How different input data formats are handled in Geostatistical Analyst

Available with Geostatistical Analyst license.

The input for interpolation methods in Geostatistical Analyst usually comes from point features with an associated field to be interpolated. However, various input data formats and options are supported, as described in the following sections.

Vector data

Geostatistical Analyst interpolation methods can accept points and polygons as input data.

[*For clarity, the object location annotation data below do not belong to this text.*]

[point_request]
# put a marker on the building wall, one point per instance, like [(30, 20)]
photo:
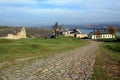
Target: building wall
[(81, 35), (19, 35), (103, 36), (71, 35)]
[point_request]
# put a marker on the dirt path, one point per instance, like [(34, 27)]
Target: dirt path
[(76, 64)]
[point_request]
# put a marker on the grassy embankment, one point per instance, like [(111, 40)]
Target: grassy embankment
[(24, 48), (107, 65)]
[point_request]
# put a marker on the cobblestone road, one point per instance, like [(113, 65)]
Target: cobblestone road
[(76, 64)]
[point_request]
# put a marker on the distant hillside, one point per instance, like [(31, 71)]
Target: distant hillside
[(95, 25)]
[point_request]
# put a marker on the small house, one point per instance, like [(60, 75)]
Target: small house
[(100, 35)]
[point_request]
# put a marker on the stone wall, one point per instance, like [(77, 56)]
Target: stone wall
[(19, 35)]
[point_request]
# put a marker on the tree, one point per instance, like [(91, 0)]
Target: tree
[(112, 30), (56, 29)]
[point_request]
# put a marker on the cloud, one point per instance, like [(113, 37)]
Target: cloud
[(72, 11)]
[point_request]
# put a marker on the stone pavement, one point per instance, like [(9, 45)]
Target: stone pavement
[(75, 64)]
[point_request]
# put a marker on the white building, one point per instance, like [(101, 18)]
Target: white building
[(102, 35)]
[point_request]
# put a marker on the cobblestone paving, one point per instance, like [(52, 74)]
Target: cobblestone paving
[(71, 65)]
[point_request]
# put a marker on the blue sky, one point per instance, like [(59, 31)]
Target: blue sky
[(47, 12)]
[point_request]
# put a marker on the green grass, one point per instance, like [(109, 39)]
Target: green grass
[(114, 52), (111, 49), (99, 73), (23, 48)]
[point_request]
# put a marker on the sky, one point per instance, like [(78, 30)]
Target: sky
[(47, 12)]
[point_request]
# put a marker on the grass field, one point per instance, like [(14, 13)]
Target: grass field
[(107, 65), (24, 48)]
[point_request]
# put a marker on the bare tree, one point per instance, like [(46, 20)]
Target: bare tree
[(112, 30)]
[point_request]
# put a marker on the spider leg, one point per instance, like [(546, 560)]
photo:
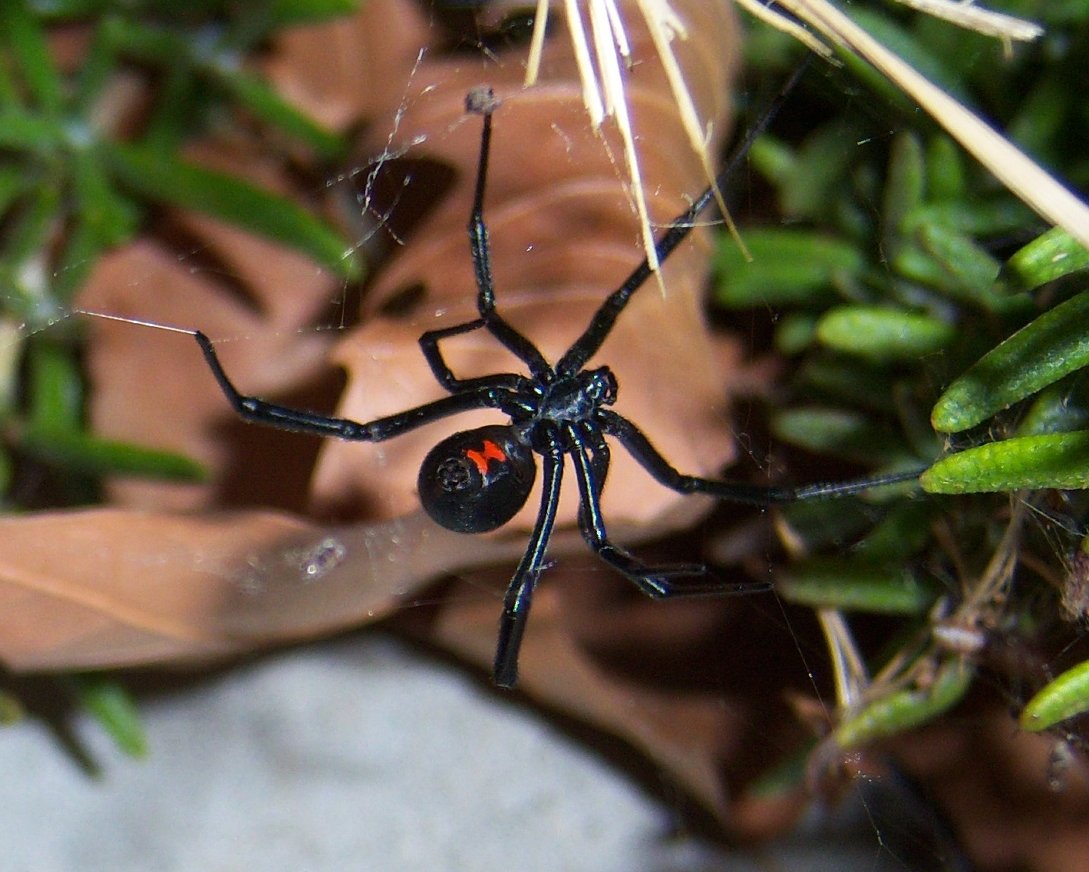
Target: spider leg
[(480, 250), (602, 321), (652, 580), (649, 457), (519, 592), (442, 372), (489, 393)]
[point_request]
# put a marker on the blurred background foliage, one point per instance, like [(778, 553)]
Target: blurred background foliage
[(888, 269)]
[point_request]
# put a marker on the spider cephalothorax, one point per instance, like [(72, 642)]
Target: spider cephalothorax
[(476, 480)]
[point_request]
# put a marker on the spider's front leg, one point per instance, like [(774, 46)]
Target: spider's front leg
[(484, 102), (489, 393), (651, 459), (657, 581), (441, 370), (519, 592)]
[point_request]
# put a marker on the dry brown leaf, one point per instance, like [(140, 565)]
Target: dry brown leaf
[(110, 587), (563, 234)]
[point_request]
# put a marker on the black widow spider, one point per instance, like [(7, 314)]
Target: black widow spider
[(477, 480)]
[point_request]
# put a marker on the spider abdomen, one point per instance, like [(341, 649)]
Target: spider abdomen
[(476, 480)]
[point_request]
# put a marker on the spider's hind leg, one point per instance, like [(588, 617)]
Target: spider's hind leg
[(590, 455)]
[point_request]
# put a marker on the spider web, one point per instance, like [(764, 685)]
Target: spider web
[(877, 826)]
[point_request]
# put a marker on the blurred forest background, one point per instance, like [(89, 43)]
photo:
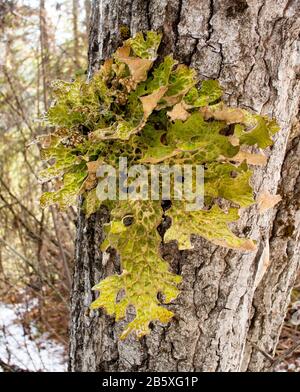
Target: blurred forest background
[(42, 41)]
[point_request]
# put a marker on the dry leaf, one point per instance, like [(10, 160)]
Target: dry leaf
[(230, 116), (91, 181), (179, 112), (235, 141), (265, 201)]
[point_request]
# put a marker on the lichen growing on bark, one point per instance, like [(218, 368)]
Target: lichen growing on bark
[(151, 113)]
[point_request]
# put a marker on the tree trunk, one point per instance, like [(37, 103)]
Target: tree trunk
[(226, 307)]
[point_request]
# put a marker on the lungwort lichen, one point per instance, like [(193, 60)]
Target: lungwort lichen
[(151, 112)]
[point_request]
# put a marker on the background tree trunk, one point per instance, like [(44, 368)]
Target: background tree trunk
[(225, 304)]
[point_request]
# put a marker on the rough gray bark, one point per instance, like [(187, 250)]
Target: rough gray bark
[(251, 47)]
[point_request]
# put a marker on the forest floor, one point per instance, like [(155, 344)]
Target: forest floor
[(24, 346)]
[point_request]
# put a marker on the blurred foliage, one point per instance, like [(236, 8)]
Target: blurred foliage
[(40, 41)]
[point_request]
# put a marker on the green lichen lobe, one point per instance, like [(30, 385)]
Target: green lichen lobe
[(151, 113)]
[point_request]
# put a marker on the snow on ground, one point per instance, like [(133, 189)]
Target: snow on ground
[(28, 350)]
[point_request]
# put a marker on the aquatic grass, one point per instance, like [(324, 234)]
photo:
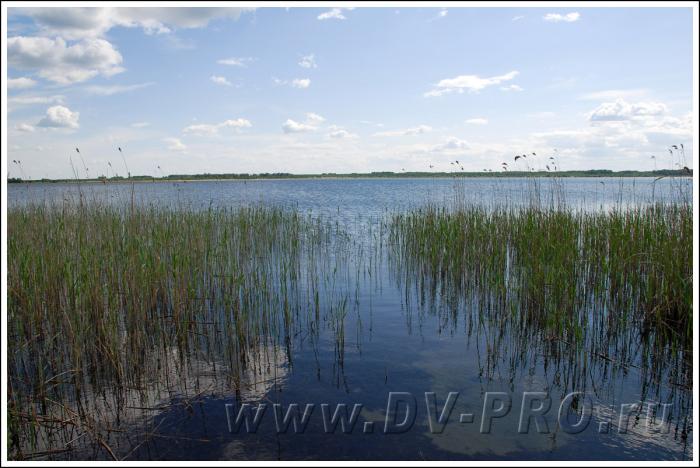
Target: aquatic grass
[(621, 275), (105, 301)]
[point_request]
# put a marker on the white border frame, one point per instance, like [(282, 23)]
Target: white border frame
[(393, 4)]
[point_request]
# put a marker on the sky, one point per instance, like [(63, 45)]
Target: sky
[(314, 90)]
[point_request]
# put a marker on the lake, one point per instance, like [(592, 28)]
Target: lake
[(421, 376)]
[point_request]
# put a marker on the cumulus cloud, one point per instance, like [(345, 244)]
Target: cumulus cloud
[(311, 123), (314, 118), (220, 80), (292, 126), (174, 144), (55, 60), (471, 83), (340, 133), (15, 102), (511, 88), (612, 94), (213, 129), (307, 61), (620, 110), (335, 13), (420, 129), (477, 121), (301, 83), (89, 22), (451, 145), (20, 83), (236, 61), (116, 89), (59, 117), (558, 18), (24, 127)]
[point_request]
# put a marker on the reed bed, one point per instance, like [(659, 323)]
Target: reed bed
[(612, 287), (105, 302)]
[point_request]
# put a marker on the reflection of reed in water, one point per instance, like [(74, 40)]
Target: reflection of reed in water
[(588, 297), (111, 311)]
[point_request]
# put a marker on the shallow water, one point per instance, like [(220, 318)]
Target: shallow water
[(397, 341)]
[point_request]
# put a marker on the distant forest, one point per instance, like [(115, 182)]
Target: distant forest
[(356, 175)]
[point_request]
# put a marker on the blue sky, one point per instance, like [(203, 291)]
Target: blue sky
[(310, 90)]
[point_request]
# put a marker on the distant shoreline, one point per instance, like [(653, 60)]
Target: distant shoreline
[(370, 175)]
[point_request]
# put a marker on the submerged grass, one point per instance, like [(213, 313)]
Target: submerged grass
[(596, 283), (104, 300), (107, 301)]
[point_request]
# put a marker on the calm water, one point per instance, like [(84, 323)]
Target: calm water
[(395, 341)]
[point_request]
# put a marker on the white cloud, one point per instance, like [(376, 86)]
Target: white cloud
[(557, 18), (307, 61), (25, 127), (61, 63), (59, 117), (471, 83), (310, 124), (90, 22), (420, 129), (314, 118), (235, 61), (451, 145), (511, 88), (620, 110), (292, 126), (613, 94), (24, 100), (213, 129), (301, 83), (20, 83), (340, 133), (477, 121), (174, 144), (335, 13), (220, 80), (116, 89)]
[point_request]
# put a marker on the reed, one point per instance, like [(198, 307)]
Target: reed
[(106, 302)]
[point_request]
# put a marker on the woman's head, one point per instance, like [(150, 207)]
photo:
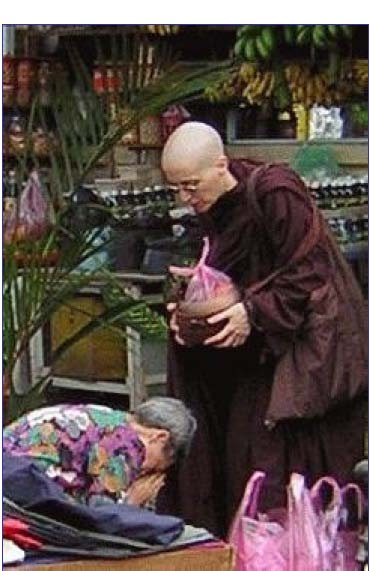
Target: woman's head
[(194, 162), (167, 428)]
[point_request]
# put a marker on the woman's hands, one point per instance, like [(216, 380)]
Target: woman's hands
[(236, 330), (144, 489)]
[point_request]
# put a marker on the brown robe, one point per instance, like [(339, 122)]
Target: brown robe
[(229, 390)]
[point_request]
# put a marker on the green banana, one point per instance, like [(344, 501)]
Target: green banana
[(269, 38), (304, 35), (250, 50), (289, 35), (319, 36), (249, 30), (239, 47), (262, 48), (334, 31), (346, 31)]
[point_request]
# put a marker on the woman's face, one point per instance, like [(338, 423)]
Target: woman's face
[(157, 457), (199, 187)]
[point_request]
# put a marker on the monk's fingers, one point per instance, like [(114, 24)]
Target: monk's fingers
[(179, 340), (219, 337)]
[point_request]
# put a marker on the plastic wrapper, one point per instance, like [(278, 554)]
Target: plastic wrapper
[(205, 282), (325, 123), (33, 216)]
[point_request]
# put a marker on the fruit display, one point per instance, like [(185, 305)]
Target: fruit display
[(310, 87), (315, 78), (162, 29)]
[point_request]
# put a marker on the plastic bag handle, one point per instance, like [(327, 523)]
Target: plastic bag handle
[(359, 496), (204, 254), (337, 497), (248, 504)]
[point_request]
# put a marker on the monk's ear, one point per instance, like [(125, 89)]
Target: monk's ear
[(222, 164)]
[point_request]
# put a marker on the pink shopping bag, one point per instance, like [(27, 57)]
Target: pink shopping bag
[(259, 545)]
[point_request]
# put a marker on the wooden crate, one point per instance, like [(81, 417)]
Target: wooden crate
[(100, 355)]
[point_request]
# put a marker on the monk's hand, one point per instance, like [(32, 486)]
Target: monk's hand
[(236, 330), (144, 489), (171, 308)]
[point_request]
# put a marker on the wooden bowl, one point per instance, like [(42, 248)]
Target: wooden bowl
[(192, 317)]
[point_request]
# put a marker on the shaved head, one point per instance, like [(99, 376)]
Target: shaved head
[(193, 145)]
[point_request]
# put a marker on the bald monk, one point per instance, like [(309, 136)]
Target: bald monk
[(267, 235)]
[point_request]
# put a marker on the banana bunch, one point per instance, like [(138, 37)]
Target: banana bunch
[(223, 90), (322, 36), (309, 88), (360, 72), (326, 36), (255, 43), (162, 29), (260, 87), (306, 87)]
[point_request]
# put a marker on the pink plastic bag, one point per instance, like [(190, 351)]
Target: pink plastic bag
[(205, 282), (349, 538), (32, 219), (309, 540), (259, 545), (313, 530)]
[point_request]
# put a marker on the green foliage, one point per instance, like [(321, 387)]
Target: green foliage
[(33, 288)]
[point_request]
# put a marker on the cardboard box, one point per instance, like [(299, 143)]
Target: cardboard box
[(210, 558)]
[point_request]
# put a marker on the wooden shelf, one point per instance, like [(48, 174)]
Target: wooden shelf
[(346, 211)]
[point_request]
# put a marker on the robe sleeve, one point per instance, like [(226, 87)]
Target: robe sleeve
[(279, 308)]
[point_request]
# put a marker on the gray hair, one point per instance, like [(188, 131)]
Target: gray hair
[(172, 415)]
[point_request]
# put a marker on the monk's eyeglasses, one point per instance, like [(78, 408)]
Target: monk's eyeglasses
[(188, 186)]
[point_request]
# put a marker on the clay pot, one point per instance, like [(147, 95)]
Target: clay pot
[(192, 317)]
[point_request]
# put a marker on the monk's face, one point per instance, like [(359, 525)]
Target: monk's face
[(198, 187)]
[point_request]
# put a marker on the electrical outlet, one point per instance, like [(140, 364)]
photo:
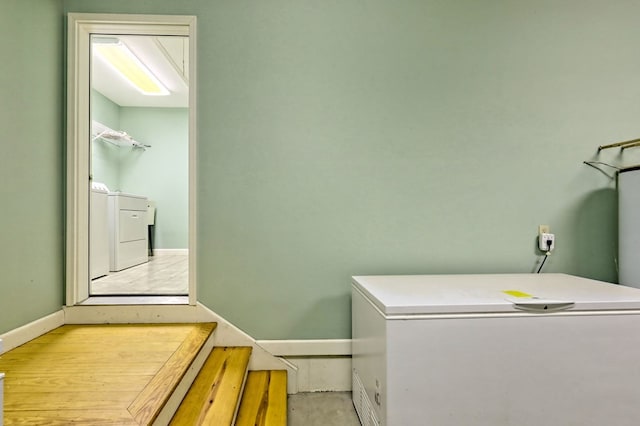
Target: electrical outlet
[(546, 242)]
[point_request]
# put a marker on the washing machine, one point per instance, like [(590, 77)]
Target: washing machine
[(127, 230)]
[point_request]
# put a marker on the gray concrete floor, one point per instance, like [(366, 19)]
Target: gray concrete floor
[(322, 409)]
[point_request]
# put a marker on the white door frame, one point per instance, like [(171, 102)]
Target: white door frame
[(80, 28)]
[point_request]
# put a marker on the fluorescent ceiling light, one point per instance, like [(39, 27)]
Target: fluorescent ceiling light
[(118, 56)]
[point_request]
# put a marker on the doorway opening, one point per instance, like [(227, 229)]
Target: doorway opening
[(131, 160)]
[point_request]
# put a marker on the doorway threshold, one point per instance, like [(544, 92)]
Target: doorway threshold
[(136, 300)]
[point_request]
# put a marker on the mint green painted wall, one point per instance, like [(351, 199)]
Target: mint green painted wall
[(161, 172), (415, 136), (31, 161), (105, 157)]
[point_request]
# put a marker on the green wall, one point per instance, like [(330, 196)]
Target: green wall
[(31, 161), (161, 172), (417, 136), (105, 157)]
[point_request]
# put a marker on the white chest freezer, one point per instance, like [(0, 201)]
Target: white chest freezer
[(493, 350)]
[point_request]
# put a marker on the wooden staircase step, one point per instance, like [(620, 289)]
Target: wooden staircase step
[(215, 394), (264, 401), (148, 404)]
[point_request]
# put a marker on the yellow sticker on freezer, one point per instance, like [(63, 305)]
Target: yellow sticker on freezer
[(517, 293)]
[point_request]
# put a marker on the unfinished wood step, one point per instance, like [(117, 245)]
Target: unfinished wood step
[(215, 394), (103, 374), (150, 402), (264, 400)]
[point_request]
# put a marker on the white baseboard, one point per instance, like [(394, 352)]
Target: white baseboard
[(21, 335), (322, 374), (323, 365), (172, 252), (309, 347)]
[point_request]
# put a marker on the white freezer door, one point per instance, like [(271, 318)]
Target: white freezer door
[(490, 293)]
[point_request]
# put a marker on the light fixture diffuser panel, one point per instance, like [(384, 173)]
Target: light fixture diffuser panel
[(118, 56)]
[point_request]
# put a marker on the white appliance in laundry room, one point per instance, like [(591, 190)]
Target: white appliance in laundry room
[(495, 350), (629, 226), (127, 230)]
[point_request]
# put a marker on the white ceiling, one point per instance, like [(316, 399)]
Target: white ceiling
[(168, 59)]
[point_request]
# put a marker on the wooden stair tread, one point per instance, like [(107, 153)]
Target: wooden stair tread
[(148, 404), (214, 395), (264, 401)]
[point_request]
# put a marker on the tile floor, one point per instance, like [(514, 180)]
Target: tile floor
[(322, 409), (163, 275)]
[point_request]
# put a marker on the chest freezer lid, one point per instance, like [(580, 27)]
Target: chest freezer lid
[(486, 293)]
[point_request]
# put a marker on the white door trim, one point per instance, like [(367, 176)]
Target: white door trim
[(80, 28)]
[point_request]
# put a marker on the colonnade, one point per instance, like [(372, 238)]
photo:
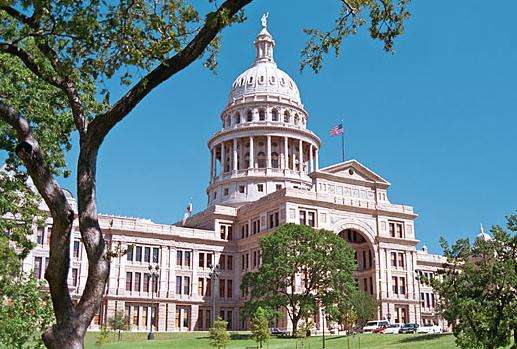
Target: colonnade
[(261, 152)]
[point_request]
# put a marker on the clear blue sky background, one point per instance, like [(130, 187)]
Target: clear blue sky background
[(437, 119)]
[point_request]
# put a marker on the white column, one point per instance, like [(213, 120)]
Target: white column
[(252, 155), (235, 154), (223, 158), (300, 160), (311, 158), (268, 152), (317, 160), (286, 153)]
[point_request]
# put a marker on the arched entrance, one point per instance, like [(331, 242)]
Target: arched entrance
[(364, 257)]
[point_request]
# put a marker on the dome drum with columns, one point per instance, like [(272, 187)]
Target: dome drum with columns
[(264, 144)]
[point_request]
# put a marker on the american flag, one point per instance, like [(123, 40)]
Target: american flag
[(336, 130)]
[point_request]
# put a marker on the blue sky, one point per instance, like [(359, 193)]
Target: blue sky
[(437, 118)]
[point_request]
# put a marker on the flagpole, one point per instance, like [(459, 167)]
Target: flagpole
[(343, 140)]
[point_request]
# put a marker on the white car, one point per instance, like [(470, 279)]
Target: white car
[(392, 329), (373, 325), (429, 329)]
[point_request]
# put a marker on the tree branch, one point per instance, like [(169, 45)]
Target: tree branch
[(102, 124)]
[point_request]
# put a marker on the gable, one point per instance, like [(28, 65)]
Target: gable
[(353, 170)]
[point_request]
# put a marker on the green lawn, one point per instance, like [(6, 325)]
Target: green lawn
[(199, 340)]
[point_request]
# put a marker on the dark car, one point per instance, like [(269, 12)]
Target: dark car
[(277, 332), (408, 328)]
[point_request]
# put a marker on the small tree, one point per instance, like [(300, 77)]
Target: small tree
[(478, 289), (25, 313), (260, 327), (219, 336), (103, 337), (119, 322)]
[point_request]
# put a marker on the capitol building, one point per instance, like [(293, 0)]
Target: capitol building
[(264, 172)]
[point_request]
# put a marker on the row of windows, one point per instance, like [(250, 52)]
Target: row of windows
[(236, 119), (134, 282), (134, 253), (398, 284)]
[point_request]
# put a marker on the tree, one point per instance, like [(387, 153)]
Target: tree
[(25, 312), (322, 260), (356, 310), (56, 57), (119, 322), (260, 327), (478, 288), (219, 336)]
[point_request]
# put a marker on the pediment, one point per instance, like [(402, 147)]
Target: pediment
[(354, 170)]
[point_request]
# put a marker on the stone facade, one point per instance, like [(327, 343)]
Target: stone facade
[(264, 171)]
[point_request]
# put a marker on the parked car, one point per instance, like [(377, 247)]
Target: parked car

  • Point data is read as x,y coordinates and an attribute value at each location. In the case where two or more points have the same x,y coordinates, the attribute values can be treated in different ways. The Geostatistical Wizard will prompt you to choose an option. For geoprocessing tools, the option must be set using the coincident points environment variable. See How coincident data is handled for more information.
  • Polygon data is used by computing x,y coordinates of each polygon centroid and reading in the data as points. Polygons are also not altered when they are used for polygon declustering (see Adjusting for preferential sampling by declustering the data), in conjunction with some of the kriging methods, or when polygons are used to represent barriers.

Missing values

Feature datasets with missing values should be treated with care. If missing values are represented by a code (for example, -99), all the statistical analysis based on that data will be wrong unless one of two options is followed:

  • Import the data into a geodatabase and recode all the missing values as <Null> values. Null values will be ignored in all the computations done within Geostatistical Analyst.
  • Write a definition query to exclude the missing values from the dataset. Note that definition queries will exclude entire rows from the attribute table, so you may need copies of the layer if you want to exclude different rows based on different attributes. For example, in the case where two attributes were supposed to be measured at each point, but for a few points, one measurement is missing, one layer would have a definition query to exclude missing values of attribute one, and a copy of the layer would be created using a definition query to exclude missing values for attribute two. For more information on using definition queries, refer to Build an SQL query.